The other hotspot was Aya Nagar, just off the Mehrauli-Gurgaon road that connects the city to the busy hub. Police fired tear gas to disperse the mobs and a Gujjar youth reportedly tried to set himself ablaze by pouring kerosene over himself, but police foiled his attempt and detained him.
As the tension threatened to spill over, there was little clarity on what action would be taken on the demand that has grounded life in much of Rajasthan for the last week. The standoff between the Gujjar leadership camping in Bayana and the state government seemed set to continue.

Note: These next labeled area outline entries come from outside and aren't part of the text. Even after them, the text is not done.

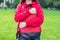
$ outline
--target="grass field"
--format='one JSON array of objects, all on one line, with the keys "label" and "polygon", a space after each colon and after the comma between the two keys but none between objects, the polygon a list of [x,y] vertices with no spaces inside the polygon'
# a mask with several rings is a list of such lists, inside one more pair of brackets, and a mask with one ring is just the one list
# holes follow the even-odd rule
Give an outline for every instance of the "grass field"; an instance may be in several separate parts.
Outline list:
[{"label": "grass field", "polygon": [[[16,40],[17,23],[14,22],[14,9],[0,9],[0,40]],[[60,40],[60,11],[44,9],[41,40]]]}]

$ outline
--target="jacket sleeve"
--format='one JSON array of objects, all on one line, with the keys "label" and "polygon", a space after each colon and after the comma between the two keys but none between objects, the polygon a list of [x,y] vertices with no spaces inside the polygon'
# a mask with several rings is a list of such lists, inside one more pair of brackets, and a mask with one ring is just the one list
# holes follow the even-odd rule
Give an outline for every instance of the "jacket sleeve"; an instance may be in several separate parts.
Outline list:
[{"label": "jacket sleeve", "polygon": [[44,21],[44,14],[40,5],[37,5],[37,16],[32,20],[26,21],[27,26],[40,26]]},{"label": "jacket sleeve", "polygon": [[14,14],[14,20],[16,22],[20,22],[27,18],[30,15],[28,10],[22,11],[22,6],[19,4],[16,8],[15,14]]}]

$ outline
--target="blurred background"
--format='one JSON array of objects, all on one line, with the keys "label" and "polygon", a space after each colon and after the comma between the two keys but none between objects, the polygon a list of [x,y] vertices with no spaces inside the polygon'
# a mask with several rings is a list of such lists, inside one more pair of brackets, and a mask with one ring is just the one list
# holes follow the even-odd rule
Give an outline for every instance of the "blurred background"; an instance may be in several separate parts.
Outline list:
[{"label": "blurred background", "polygon": [[[0,40],[16,40],[14,11],[20,0],[0,0]],[[39,0],[44,12],[41,40],[60,40],[60,0]]]}]

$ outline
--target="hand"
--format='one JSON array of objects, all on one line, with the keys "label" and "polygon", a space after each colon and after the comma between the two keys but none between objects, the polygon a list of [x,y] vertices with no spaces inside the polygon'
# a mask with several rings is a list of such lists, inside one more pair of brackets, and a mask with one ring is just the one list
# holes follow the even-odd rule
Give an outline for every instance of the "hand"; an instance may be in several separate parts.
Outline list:
[{"label": "hand", "polygon": [[25,28],[26,27],[26,22],[20,22],[19,28]]},{"label": "hand", "polygon": [[36,8],[30,9],[29,12],[30,12],[31,14],[36,14]]}]

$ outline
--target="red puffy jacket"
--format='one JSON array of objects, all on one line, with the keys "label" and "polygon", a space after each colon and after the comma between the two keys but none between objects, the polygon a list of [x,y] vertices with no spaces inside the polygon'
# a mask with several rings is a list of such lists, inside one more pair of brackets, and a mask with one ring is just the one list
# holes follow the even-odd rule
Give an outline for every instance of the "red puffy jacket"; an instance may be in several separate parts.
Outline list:
[{"label": "red puffy jacket", "polygon": [[31,7],[26,8],[27,4],[24,2],[19,4],[16,8],[14,20],[18,22],[26,22],[25,28],[19,28],[21,32],[41,32],[41,24],[44,21],[44,14],[39,3],[32,2],[32,7],[36,8],[37,13],[32,15],[29,10]]}]

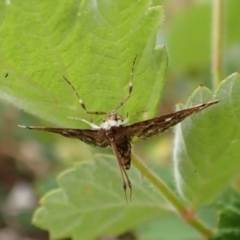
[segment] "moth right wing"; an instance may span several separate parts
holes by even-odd
[[[89,145],[105,148],[109,146],[107,139],[104,137],[100,130],[92,129],[76,129],[76,128],[51,128],[51,127],[35,127],[35,126],[22,126],[31,130],[45,131],[60,134],[68,138],[79,139]]]
[[[190,108],[186,108],[177,112],[169,113],[163,116],[152,118],[146,121],[137,122],[132,125],[126,126],[126,135],[129,138],[138,137],[141,140],[147,139],[152,136],[157,136],[169,128],[175,126],[186,117],[200,112],[203,109],[218,103],[219,100],[199,104]]]

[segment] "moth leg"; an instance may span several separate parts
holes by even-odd
[[[118,150],[117,150],[117,147],[116,147],[115,143],[110,141],[110,144],[111,144],[113,152],[114,152],[114,154],[115,154],[115,156],[117,158],[118,166],[119,166],[119,169],[120,169],[120,172],[121,172],[122,181],[123,181],[123,189],[124,189],[126,200],[128,202],[127,193],[126,192],[127,192],[127,187],[129,187],[129,189],[130,189],[130,201],[131,201],[131,197],[132,197],[132,183],[131,183],[131,181],[130,181],[127,173],[126,173],[126,170],[124,169],[122,160],[121,160],[121,158],[119,156],[119,153],[118,153]],[[127,183],[126,183],[125,177],[127,179]]]
[[[78,95],[76,89],[75,89],[74,86],[71,84],[71,82],[68,81],[68,79],[67,79],[65,76],[63,76],[63,78],[64,78],[64,80],[71,86],[72,90],[74,91],[75,95],[76,95],[77,98],[78,98],[78,101],[79,101],[82,109],[86,112],[86,114],[95,114],[95,115],[105,115],[105,114],[107,114],[107,112],[88,111],[87,108],[86,108],[86,106],[85,106],[85,104],[84,104],[84,102],[83,102],[83,100],[80,98],[80,96]]]
[[[131,76],[130,76],[130,81],[129,81],[129,85],[128,85],[128,95],[127,97],[120,102],[120,104],[114,109],[114,111],[116,112],[125,102],[127,102],[127,100],[131,97],[132,94],[132,89],[133,89],[133,73],[134,73],[134,66],[137,60],[137,56],[134,58],[133,63],[132,63],[132,70],[131,70]]]

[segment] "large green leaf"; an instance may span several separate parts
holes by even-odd
[[[48,121],[81,126],[74,85],[89,110],[111,111],[134,89],[123,114],[156,109],[167,66],[155,48],[162,9],[150,1],[2,1],[0,98]],[[8,76],[6,77],[8,73]]]
[[[189,104],[212,98],[212,93],[201,87]],[[223,81],[214,98],[220,103],[186,119],[176,128],[176,183],[192,207],[211,202],[240,171],[239,73]]]
[[[169,210],[136,169],[129,174],[133,195],[127,204],[116,159],[97,156],[94,164],[78,164],[59,178],[60,188],[46,195],[34,223],[52,238],[75,240],[117,235]]]

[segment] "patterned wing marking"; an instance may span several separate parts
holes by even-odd
[[[99,130],[91,129],[75,129],[75,128],[50,128],[50,127],[35,127],[35,126],[20,126],[32,130],[46,131],[57,133],[68,138],[77,138],[92,146],[105,148],[109,143],[105,136]]]
[[[159,135],[170,127],[184,120],[186,117],[200,112],[203,109],[218,103],[219,101],[211,101],[203,104],[196,105],[191,108],[183,109],[174,113],[169,113],[163,116],[152,118],[146,121],[134,123],[126,126],[126,135],[129,138],[138,137],[139,139],[147,139],[149,137]]]

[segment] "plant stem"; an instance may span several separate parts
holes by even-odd
[[[134,166],[146,177],[160,192],[161,194],[175,207],[179,215],[198,232],[204,235],[206,238],[212,236],[213,232],[207,226],[204,225],[194,214],[192,210],[189,210],[179,200],[175,193],[150,169],[148,169],[138,156],[133,152],[133,164]]]
[[[223,1],[213,0],[212,4],[212,81],[214,89],[222,80],[223,49]]]

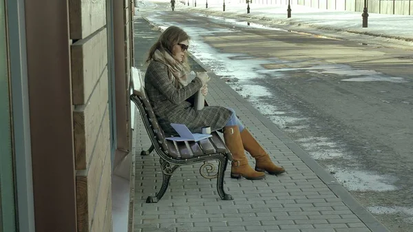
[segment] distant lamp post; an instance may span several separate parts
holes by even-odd
[[[291,17],[291,5],[290,5],[290,0],[288,0],[288,7],[287,8],[287,18],[290,18],[290,17]]]
[[[246,0],[246,13],[249,14],[249,1],[250,0]]]
[[[364,0],[364,8],[363,9],[363,28],[367,28],[368,21],[368,13],[367,12],[367,0]]]

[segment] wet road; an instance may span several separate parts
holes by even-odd
[[[413,52],[157,11],[190,50],[392,231],[413,231]]]

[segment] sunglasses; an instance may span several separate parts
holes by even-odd
[[[182,52],[185,52],[186,50],[188,50],[188,47],[189,47],[187,45],[184,45],[183,43],[178,43],[178,45],[181,47],[181,49],[182,49]]]

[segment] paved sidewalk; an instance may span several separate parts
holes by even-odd
[[[134,30],[135,65],[145,70],[142,61],[159,32],[151,30],[143,19],[135,19]],[[216,192],[216,180],[204,179],[198,172],[200,165],[189,165],[175,171],[159,202],[147,204],[146,198],[160,187],[162,172],[154,152],[138,155],[150,141],[137,112],[135,231],[388,231],[269,120],[218,76],[210,76],[209,103],[235,109],[287,172],[264,180],[234,180],[229,178],[229,168],[224,188],[234,200],[223,201]],[[250,164],[253,167],[253,159]]]

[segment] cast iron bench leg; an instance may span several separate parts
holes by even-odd
[[[159,162],[160,163],[162,173],[162,185],[155,197],[150,196],[147,197],[147,203],[156,203],[162,198],[167,191],[167,189],[168,189],[168,184],[169,184],[169,180],[171,179],[172,173],[179,167],[179,165],[172,165],[170,162],[164,160],[162,158],[159,160]]]
[[[228,165],[228,158],[226,156],[220,158],[218,165],[218,176],[217,178],[217,191],[221,199],[224,200],[233,200],[232,196],[225,193],[224,190],[224,174]]]
[[[149,147],[149,149],[147,151],[142,150],[142,151],[140,151],[140,156],[149,156],[151,154],[151,152],[153,151],[155,147],[153,146],[153,145],[151,145],[151,147]]]

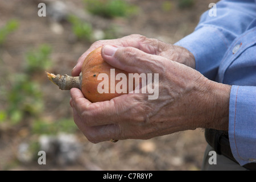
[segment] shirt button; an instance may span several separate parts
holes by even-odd
[[[249,159],[249,162],[255,162],[256,159]]]
[[[238,49],[240,48],[241,46],[242,46],[242,43],[241,43],[240,44],[236,45],[236,46],[234,47],[234,48],[233,48],[233,50],[232,50],[233,54],[235,54],[238,51]]]

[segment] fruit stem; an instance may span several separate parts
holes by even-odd
[[[53,73],[46,72],[49,80],[55,85],[59,86],[61,90],[70,90],[72,88],[77,88],[81,90],[82,75],[73,77],[67,75],[55,75]]]

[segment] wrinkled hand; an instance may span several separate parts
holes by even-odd
[[[121,39],[102,40],[93,43],[79,59],[76,65],[72,70],[72,76],[79,75],[82,63],[90,52],[104,45],[122,47],[132,47],[146,53],[161,56],[191,68],[195,68],[195,58],[187,49],[182,47],[167,44],[158,39],[147,38],[138,34],[133,34]]]
[[[149,53],[156,52],[152,47],[142,51],[105,46],[101,53],[106,61],[121,69],[158,73],[158,99],[148,100],[148,94],[141,92],[91,103],[79,89],[71,89],[74,121],[89,141],[150,139],[197,127],[227,129],[230,86],[158,53]]]

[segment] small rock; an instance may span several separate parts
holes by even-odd
[[[156,146],[155,143],[152,142],[147,140],[143,141],[139,143],[139,148],[143,152],[148,153],[154,152],[155,150]]]

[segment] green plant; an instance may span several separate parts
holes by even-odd
[[[127,16],[137,12],[137,7],[123,0],[84,0],[90,13],[107,18]]]
[[[68,19],[72,24],[73,34],[79,39],[84,40],[91,40],[93,35],[93,28],[92,25],[75,15],[70,15]]]
[[[25,59],[27,72],[38,72],[48,68],[51,64],[51,47],[47,44],[42,44],[37,49],[28,51]]]
[[[31,73],[38,73],[48,68],[51,52],[51,48],[46,44],[28,51],[26,54],[23,73],[6,76],[10,81],[8,87],[1,88],[1,93],[6,96],[7,104],[0,111],[0,122],[9,120],[12,124],[16,124],[27,117],[36,118],[42,113],[43,93]]]
[[[54,122],[43,120],[35,121],[32,126],[32,131],[39,134],[56,134],[59,132],[73,133],[77,130],[72,118],[62,118]]]
[[[3,27],[0,28],[0,44],[4,43],[8,35],[18,28],[18,24],[16,20],[11,19]]]
[[[16,73],[7,94],[8,118],[13,124],[26,116],[36,117],[43,108],[42,93],[39,85],[27,75]]]
[[[191,7],[194,5],[194,0],[180,0],[178,6],[180,9]]]

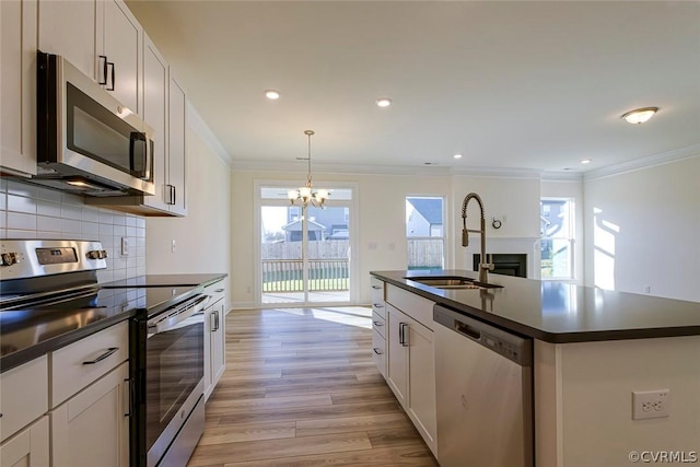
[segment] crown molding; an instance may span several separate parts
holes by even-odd
[[[620,164],[608,165],[607,167],[588,171],[583,174],[583,179],[593,180],[596,178],[605,178],[614,175],[625,174],[627,172],[641,171],[657,165],[668,164],[695,156],[700,156],[700,144],[692,144],[686,148],[674,149],[672,151],[637,159],[634,161],[622,162]]]
[[[187,125],[199,135],[199,137],[205,141],[205,143],[223,161],[224,164],[229,166],[229,168],[233,167],[233,160],[231,159],[231,154],[226,151],[226,149],[221,144],[219,138],[211,131],[207,121],[201,118],[199,112],[195,108],[195,106],[187,101]]]

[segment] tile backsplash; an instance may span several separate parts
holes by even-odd
[[[0,179],[0,238],[97,240],[107,250],[100,282],[145,273],[145,218],[85,206],[77,195]]]

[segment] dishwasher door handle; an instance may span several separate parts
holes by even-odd
[[[455,330],[464,336],[467,336],[474,340],[481,339],[481,331],[474,326],[469,326],[455,319]]]
[[[407,328],[408,328],[408,323],[398,324],[398,343],[400,343],[404,347],[408,347],[408,337],[406,336]]]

Rajasthan Chief Minister Vasundhara Raje, who has written to the Prime Minister’s Office (PMO) recommending their case, tried to appeal for peace through SMS messages and leaflets dropped from helicopters.
While government officials in New Delhi said they had done their bit by forwarding her recommendation to the law ministry, Raje tossed the ball back into the central government’s court. She asked the Gujjars to take up their initiatives with New Delhi and “use their wisdom” as her government had made its recommendations.
But the belligerent Gujjars – who largely live in north and central India and are outside the Hindu caste system – were clearly unimpressed.
At the Akshardham temple crossing in east Delhi, stick-wielding protestors shouted anti-Vasundhara Raje slogans and mounted themselves on the roof of buses, leading to over 100 people being detained. They also formed human chains to stop road traffic and squatted on railway tracks.
Gujjars could be seen on the engines of trains in Ghaziabad area to catch the attention of photographers. The mob also damaged a few vehicles in Ghazipur in east Delhi.
Though the city slowly returned to normalcy by afternoon, tension hung in the air. And residents were left fuming over a day gone wasted in endless traffic jams or spent at home away from work.
“How can a community hold the entire city to ransom to fulfil their demands,” asked Vikas Sadana, a software engineer based in west Delhi who had to cancel an appointment with a client in Noida.
It was a show of strength by the mainly rural Gujjar community in support of their kin in Rajasthan, where 37 people have been killed in violent protests this month demanding that Gujjars be classified a ST community to secure educational and job quotas.
The Rajasthan government is ready for talks with the community. But its leaders have vowed not to call off their campaign until the authorities kneel. Rajasthan, Delhi, Haryana, Jammu region and western Uttar Pradesh are home to millions of Gujjars.
The situation in the capital was serious enough for the US embassy to warn its citizens about traffic disruptions in New Delhi, Uttar Pradesh and Haryana. It advised them “to maintain a low profile, and avoid areas of traffic disruptions and political protest”.
Vehicular movement in much of western Uttar Pradesh was paralysed. Highways from Ghaziabad to Lucknow, the Uttar Pradesh capital, and Dehradun, the Uttarakhand capital, were under blockade at various places.
The Gujjar protests also led to train blockades in Jammu region. But this ended when the authorities pleaded that this would inconvenience pilgrims to the Vaishno Devi hill shrine.
About two dozen trains were stuck between Aligarh and Ghaziabad in Uttar Pradesh.
The latest disruption to railway services comes on top of the large-scale cancellation and diversion of trains connecting New Delhi and Mumbai, which pass through Gujjar areas of Rajasthan.
While the Gujjars have been classified as OBCs, they want ST status like the Meenas – another Rajasthan based community – and a share of the quota pie. Ironically, OBCs get 27 percent reservation and STs 7.5 percent, but the perception is that the community will get a larger share of the quota pie with ST status.
The community had held similar protests all over Rajasthan from May 29 to June 4 last year. Normal life was paralysed and 26 people were killed in the violence that seemed headed towards a caste war between Meenas and Gujjars.
A year later, the country is back to the same uncertainty with huge economic losses, tens of thousands of people being inconvenienced and no sense of where the agitation is headed.